これで、釣り人が嫌われがちということと、何も考えていないということは伝わったと思うが、謎魅力のファンの中で、友川のような人は最も思慮に富んだ人だと私は思う。
謎魅力を知るための努力も惜しまないし、謎魅力に追いつくための努力も惜しまない。そのような努力ができたうえで、釣り人への憎悪も、謎魅力の前では必死に隠す。釣り人よりもよっぽど大人だ。そして、このような人は謎魅力と仲良くなれる可能性があると私とAは分析している。

というか、Aのことを冒頭で言及したのに、今の今までその存在を忘れていた。無礼だ…

ただ、Aやほかの謎魅力が言うには、人が寄ってきたり、褒められたりするのにはあまりにも慣れすぎて、ありがとう。以上の感情は抱かないそうだ。つまり、褒められたことは、その人とそれ以上に仲良くなる理由にはならないということだ。おけパは知らないが、私はほめることのほかに、先述したような狂った行動を突然とる。そして仲良くなる。このように、何か特殊なことがなければ、謎魅力が仲良くなろうと働きかけることはないようなのだ。


ここで、友川をもう一度見てみよう。
友川は、ほかのファンと異なり、努力で文才を身に着けた。つまり、謎魅力にとって、「ほめてくれる人」以上の価値を身に着けたのだ。その結果、友川は最終的に認知されることとなった。

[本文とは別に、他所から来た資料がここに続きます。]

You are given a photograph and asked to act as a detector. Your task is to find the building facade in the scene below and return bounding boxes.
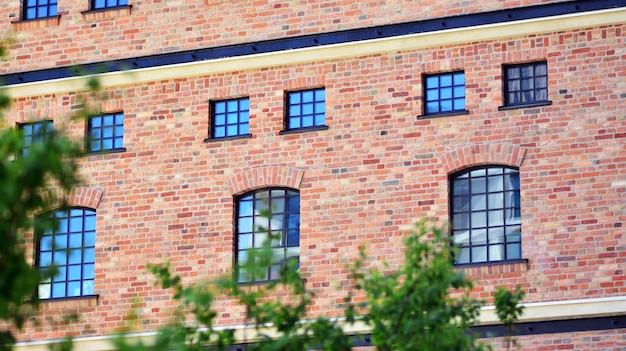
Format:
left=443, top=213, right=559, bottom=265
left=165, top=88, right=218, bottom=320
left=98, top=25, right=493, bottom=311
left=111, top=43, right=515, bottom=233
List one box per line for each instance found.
left=0, top=0, right=626, bottom=350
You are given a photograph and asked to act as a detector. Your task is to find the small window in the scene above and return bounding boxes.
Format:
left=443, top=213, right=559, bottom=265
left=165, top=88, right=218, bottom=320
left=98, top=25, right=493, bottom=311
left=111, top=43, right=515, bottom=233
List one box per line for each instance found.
left=236, top=189, right=300, bottom=283
left=504, top=62, right=548, bottom=106
left=20, top=121, right=53, bottom=157
left=211, top=98, right=250, bottom=139
left=37, top=208, right=96, bottom=299
left=24, top=0, right=58, bottom=20
left=87, top=113, right=124, bottom=153
left=450, top=166, right=522, bottom=264
left=424, top=72, right=465, bottom=115
left=91, top=0, right=128, bottom=10
left=286, top=88, right=326, bottom=130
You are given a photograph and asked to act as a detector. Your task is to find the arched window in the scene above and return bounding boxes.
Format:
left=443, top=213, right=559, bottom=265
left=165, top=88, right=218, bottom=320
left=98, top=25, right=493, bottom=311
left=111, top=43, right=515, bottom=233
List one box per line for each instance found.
left=450, top=166, right=522, bottom=264
left=37, top=208, right=96, bottom=299
left=237, top=188, right=300, bottom=283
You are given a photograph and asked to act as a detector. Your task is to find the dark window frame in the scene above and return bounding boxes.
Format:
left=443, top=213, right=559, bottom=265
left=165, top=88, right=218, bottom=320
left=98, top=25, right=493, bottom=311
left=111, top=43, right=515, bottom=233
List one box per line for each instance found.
left=85, top=111, right=126, bottom=154
left=22, top=0, right=59, bottom=21
left=207, top=96, right=250, bottom=141
left=283, top=87, right=328, bottom=133
left=422, top=70, right=469, bottom=117
left=233, top=187, right=300, bottom=284
left=35, top=207, right=96, bottom=301
left=18, top=120, right=54, bottom=157
left=449, top=165, right=522, bottom=266
left=500, top=61, right=551, bottom=110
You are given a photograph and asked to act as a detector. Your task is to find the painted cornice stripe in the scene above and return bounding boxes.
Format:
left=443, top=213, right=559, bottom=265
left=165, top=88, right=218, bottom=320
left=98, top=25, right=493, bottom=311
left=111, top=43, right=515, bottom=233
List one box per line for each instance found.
left=0, top=0, right=626, bottom=98
left=0, top=0, right=626, bottom=85
left=14, top=296, right=626, bottom=351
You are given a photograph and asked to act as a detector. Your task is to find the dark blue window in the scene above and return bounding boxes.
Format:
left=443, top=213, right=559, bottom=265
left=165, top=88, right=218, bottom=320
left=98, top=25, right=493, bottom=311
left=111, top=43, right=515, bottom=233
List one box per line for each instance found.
left=504, top=62, right=548, bottom=106
left=20, top=121, right=53, bottom=156
left=37, top=208, right=96, bottom=299
left=236, top=188, right=300, bottom=283
left=91, top=0, right=128, bottom=10
left=424, top=72, right=465, bottom=115
left=211, top=98, right=250, bottom=139
left=24, top=0, right=58, bottom=19
left=450, top=166, right=522, bottom=264
left=87, top=113, right=124, bottom=152
left=287, top=88, right=326, bottom=130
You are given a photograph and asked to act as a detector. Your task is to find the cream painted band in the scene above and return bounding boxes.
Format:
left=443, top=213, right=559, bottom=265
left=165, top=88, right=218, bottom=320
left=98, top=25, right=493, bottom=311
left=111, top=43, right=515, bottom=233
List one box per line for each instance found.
left=14, top=296, right=626, bottom=351
left=1, top=8, right=626, bottom=98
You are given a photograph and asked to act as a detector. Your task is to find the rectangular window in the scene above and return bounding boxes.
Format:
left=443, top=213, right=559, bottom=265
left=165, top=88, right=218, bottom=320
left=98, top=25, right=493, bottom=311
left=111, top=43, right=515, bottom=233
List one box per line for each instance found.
left=24, top=0, right=58, bottom=20
left=91, top=0, right=128, bottom=10
left=87, top=113, right=124, bottom=152
left=504, top=62, right=548, bottom=106
left=424, top=72, right=465, bottom=115
left=37, top=208, right=96, bottom=299
left=20, top=121, right=53, bottom=156
left=286, top=88, right=326, bottom=130
left=211, top=98, right=250, bottom=139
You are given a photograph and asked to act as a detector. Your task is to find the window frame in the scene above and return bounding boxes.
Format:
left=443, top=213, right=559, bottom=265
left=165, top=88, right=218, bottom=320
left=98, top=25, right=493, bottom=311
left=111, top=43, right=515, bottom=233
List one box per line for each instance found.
left=35, top=206, right=97, bottom=301
left=499, top=61, right=551, bottom=110
left=206, top=96, right=251, bottom=141
left=449, top=164, right=523, bottom=266
left=422, top=70, right=469, bottom=117
left=233, top=187, right=301, bottom=285
left=85, top=111, right=126, bottom=154
left=22, top=0, right=59, bottom=21
left=281, top=87, right=328, bottom=134
left=17, top=119, right=54, bottom=157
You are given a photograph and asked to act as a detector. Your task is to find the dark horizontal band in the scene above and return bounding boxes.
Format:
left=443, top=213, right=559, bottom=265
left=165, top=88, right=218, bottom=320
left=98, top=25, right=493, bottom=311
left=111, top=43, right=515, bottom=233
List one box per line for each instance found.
left=0, top=0, right=626, bottom=85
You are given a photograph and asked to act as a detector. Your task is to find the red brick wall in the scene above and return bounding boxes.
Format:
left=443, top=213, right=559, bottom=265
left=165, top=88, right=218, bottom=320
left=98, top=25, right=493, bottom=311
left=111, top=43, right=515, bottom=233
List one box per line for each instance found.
left=7, top=20, right=626, bottom=344
left=0, top=0, right=557, bottom=72
left=0, top=0, right=626, bottom=350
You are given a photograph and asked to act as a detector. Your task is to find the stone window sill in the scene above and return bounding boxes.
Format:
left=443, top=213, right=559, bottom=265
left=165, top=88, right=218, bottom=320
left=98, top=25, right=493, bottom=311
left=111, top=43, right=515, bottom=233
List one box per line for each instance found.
left=455, top=259, right=528, bottom=276
left=81, top=5, right=133, bottom=22
left=11, top=15, right=61, bottom=31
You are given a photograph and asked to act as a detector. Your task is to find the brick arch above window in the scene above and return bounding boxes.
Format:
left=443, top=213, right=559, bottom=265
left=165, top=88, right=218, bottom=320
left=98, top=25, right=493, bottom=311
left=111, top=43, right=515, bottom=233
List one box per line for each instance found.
left=229, top=167, right=304, bottom=195
left=441, top=143, right=527, bottom=174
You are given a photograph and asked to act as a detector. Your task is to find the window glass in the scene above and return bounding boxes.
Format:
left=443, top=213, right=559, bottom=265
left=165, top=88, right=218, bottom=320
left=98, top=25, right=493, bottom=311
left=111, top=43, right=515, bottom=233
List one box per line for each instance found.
left=450, top=166, right=521, bottom=264
left=503, top=62, right=548, bottom=106
left=86, top=113, right=124, bottom=152
left=37, top=208, right=96, bottom=299
left=286, top=88, right=326, bottom=130
left=211, top=98, right=250, bottom=139
left=237, top=188, right=300, bottom=283
left=424, top=72, right=465, bottom=114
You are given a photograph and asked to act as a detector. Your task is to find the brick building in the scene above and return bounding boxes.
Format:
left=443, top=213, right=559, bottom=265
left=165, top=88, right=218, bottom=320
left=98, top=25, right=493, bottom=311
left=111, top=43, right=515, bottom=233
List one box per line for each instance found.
left=0, top=0, right=626, bottom=350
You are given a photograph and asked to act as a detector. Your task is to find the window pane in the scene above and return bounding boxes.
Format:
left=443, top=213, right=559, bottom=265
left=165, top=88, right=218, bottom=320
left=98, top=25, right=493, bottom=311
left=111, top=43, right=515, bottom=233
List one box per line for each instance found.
left=67, top=266, right=81, bottom=280
left=83, top=263, right=96, bottom=279
left=472, top=246, right=487, bottom=262
left=52, top=282, right=66, bottom=298
left=210, top=98, right=250, bottom=138
left=489, top=245, right=504, bottom=261
left=286, top=89, right=326, bottom=129
left=489, top=227, right=504, bottom=244
left=456, top=247, right=470, bottom=264
left=472, top=195, right=487, bottom=211
left=506, top=244, right=522, bottom=260
left=471, top=211, right=487, bottom=228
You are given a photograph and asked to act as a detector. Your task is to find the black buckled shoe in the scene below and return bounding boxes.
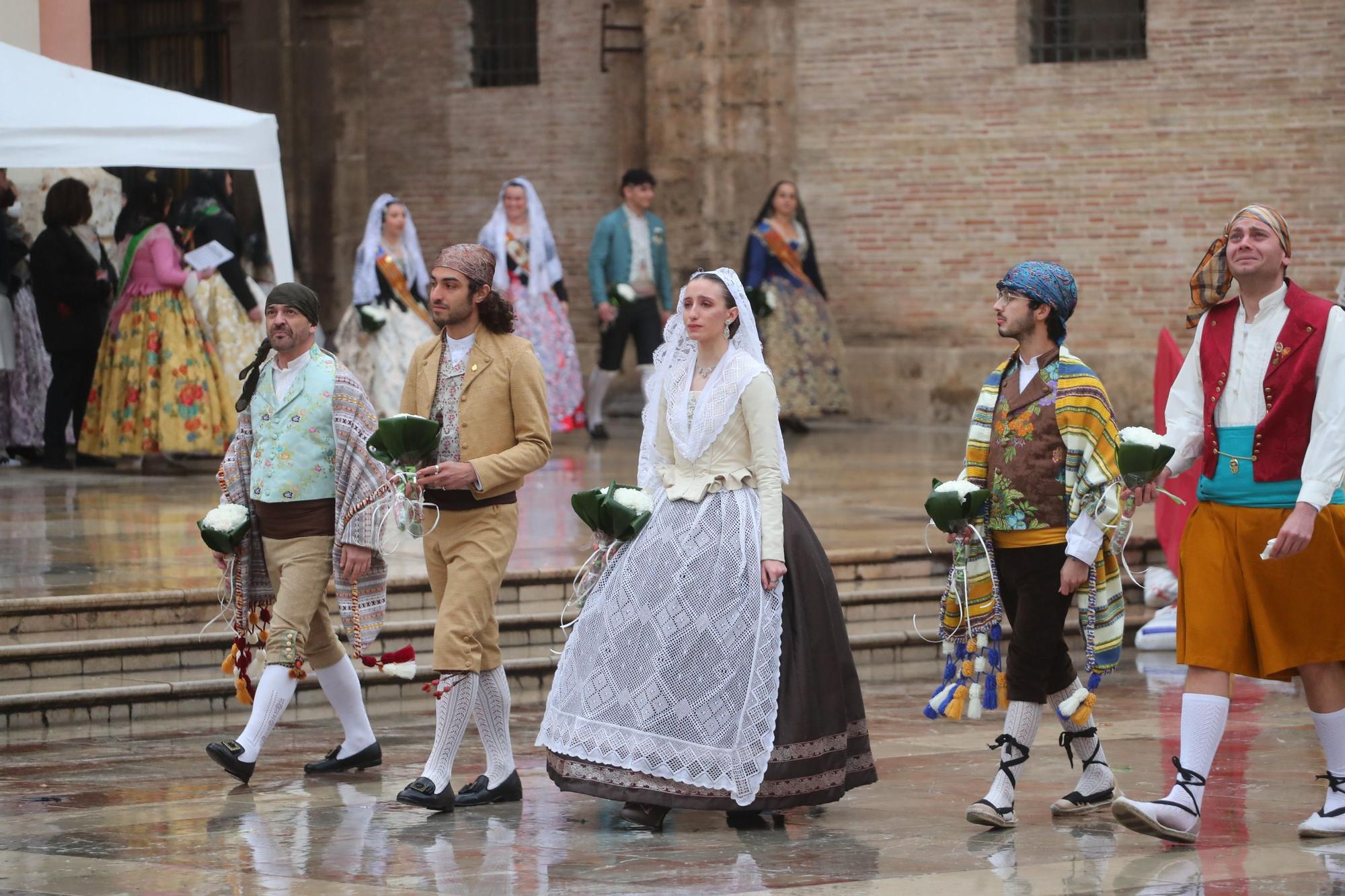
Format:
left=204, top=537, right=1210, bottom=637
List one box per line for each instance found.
left=397, top=778, right=453, bottom=813
left=304, top=740, right=383, bottom=775
left=206, top=740, right=257, bottom=784
left=453, top=768, right=523, bottom=806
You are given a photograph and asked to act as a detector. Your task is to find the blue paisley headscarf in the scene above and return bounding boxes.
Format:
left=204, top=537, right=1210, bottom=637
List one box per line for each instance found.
left=995, top=261, right=1079, bottom=341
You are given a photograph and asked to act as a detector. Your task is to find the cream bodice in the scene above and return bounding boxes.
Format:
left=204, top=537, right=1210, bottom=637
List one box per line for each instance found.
left=655, top=374, right=784, bottom=563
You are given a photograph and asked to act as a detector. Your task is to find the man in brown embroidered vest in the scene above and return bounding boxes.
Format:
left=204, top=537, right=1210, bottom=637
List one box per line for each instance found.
left=397, top=243, right=551, bottom=811
left=967, top=261, right=1123, bottom=827
left=1112, top=206, right=1345, bottom=844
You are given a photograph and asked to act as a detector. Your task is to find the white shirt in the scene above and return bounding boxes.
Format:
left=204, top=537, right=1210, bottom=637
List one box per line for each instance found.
left=1165, top=284, right=1345, bottom=510
left=444, top=331, right=476, bottom=364
left=1018, top=355, right=1103, bottom=565
left=270, top=351, right=308, bottom=401
left=621, top=204, right=654, bottom=284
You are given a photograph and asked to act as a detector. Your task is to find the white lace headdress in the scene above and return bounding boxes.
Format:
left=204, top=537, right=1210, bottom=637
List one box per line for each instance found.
left=351, top=192, right=429, bottom=305
left=476, top=177, right=565, bottom=297
left=639, top=268, right=790, bottom=491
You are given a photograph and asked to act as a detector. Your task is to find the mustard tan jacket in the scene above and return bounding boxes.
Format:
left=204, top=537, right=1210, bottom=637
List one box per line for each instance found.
left=401, top=325, right=551, bottom=499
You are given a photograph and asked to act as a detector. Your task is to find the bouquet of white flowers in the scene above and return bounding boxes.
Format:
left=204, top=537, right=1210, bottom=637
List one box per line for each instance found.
left=570, top=481, right=654, bottom=618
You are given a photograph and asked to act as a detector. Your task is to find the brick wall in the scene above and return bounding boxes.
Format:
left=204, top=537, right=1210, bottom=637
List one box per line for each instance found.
left=795, top=0, right=1345, bottom=423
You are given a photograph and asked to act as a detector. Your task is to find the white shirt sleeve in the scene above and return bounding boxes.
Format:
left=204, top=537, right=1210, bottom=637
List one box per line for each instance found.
left=1065, top=514, right=1104, bottom=567
left=1298, top=308, right=1345, bottom=510
left=1163, top=315, right=1208, bottom=477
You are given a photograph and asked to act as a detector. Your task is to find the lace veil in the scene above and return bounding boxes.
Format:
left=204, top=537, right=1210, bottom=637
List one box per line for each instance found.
left=476, top=177, right=565, bottom=298
left=639, top=268, right=790, bottom=493
left=351, top=192, right=429, bottom=305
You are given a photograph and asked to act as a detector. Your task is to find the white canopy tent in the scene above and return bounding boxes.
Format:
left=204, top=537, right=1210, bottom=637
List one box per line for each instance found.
left=0, top=43, right=295, bottom=282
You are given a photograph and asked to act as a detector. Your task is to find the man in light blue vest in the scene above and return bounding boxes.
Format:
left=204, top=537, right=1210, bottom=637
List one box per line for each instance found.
left=584, top=168, right=672, bottom=438
left=206, top=282, right=387, bottom=783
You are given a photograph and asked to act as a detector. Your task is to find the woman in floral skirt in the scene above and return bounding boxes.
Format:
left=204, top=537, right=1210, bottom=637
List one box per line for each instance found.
left=79, top=181, right=235, bottom=458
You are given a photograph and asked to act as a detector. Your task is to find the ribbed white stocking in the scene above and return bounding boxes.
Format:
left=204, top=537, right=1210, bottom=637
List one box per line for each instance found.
left=317, top=657, right=374, bottom=759
left=986, top=700, right=1041, bottom=809
left=421, top=673, right=480, bottom=794
left=1046, top=678, right=1112, bottom=797
left=238, top=666, right=299, bottom=763
left=472, top=666, right=515, bottom=787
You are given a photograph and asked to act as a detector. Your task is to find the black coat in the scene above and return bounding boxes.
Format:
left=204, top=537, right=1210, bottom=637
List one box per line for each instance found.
left=28, top=227, right=117, bottom=354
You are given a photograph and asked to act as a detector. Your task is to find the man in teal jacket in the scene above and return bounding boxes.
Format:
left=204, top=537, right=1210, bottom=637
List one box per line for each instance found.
left=585, top=168, right=672, bottom=438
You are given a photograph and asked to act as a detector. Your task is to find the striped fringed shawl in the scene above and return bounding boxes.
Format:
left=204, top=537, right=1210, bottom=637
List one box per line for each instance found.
left=219, top=354, right=389, bottom=651
left=939, top=345, right=1126, bottom=673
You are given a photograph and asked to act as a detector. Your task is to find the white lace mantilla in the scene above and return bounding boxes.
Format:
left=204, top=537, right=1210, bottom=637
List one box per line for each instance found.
left=537, top=481, right=783, bottom=806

しかし、私の経験上、友川のような人は最終的に謎魅力を消費し、傷つける

釣り人が何も考えていないのに対して、友川は明確に謎魅力に対して感情がある。そして、神に認知されたという優越感もある。その結果、謎魅力に対して「私のことを認知しているよね?」「私は他とは一線を逸した存在だよね?」という確認を逐一とるようになるし、自分の理想の謎魅力像から外れた瞬間に、謎魅力を嫌う。

このような人のことを、私たちは、「釣り人の皮をかぶった存在」ということで釣り皮と呼んでいる。
私の経験でしか語れず、反感を買うことを承知でいうが、釣り皮は間違いなく謎魅力を消費するし、釣り人と自分を比較する。しかし、謎魅力は釣り人のことが好きなのだ。好きな人のことを悪く言われた謎魅力は釣り皮に対して心を閉ざす。すると、途端に釣り皮は発狂し、謎魅力や釣り人を声を大にして嫌いだすのだ。
私の人生で、何度もこのような人を見てきた。


じゃあどのようにして謎魅力と仲良くなるのか。これは釣り人を懐柔するのが一番近道だと思う。

釣り人は、人から好かれない代わりに、何も考えていないので、自分が気に入った人をすぐ自分の友人に紹介する。その友人が素敵な人だから紹介したいとかそういうことではなくて、ただその人のことが好きだったから、その感情を何も考えずに口から垂れ流す。謎魅力を独り占めしたいという気持ちもないので、他人の好評を謎魅力に向かって口から垂れ流す。そして、謎魅力は釣り人が好きなので、釣り人が紹介してくれた人だから仲良くなってみよう!となる。
マンガでも、おけパが紹介したことによって、友川は認知された。つまりそういうことなのだ。釣り人は友川に対してわ~!すごい!と思ったから紹介した。それだけの事だが、綾城にとっては、「おけパから聞いた今話題の字書き」だから声をかけたのだ。

そして、たぶん釣り人はこう言うだろう。

「あなたのことは私が紹介したんだよん!感謝してもいいよ」

無礼なので。
ただ事実を述べる意図で友川にそういうことを言うと思うが、本当に意図はないので、許してあげてほしい。許してください。私は悪くないので謝らないけれど。


これが、私とAが日常から感じていた世界の真理とその解説である。


そしてこの真理の恐ろしいところが、この文章がバズったとしてもバズらなかったとしても、私の嫌われ性の証明になるという点だ。そしてこういうことを言うと、たぶん批判が集まると思う…ということを言っても批判が集まり、さらにこれへも批判が集まる。なぜなら私は釣り人だから。
そして、どんなに私が嫌われても、今も昔も明日も昨日もずっと私とAは一日も欠かさずラインをしていて、Aは私にだけは即返信をし、とても仲が良い。これまたただ事実を述べているだけで私には何の意図もない。ということを言っとかないといけないなということに文章を打ちながら気づいた。
謎魅力とそれを取り巻く関係はどこのコミュニティにもあって、友川が今後綾城を傷つけないということを祈りながら、私はバアアアアアアアアアア!!!!!締めの言葉が思いつかない。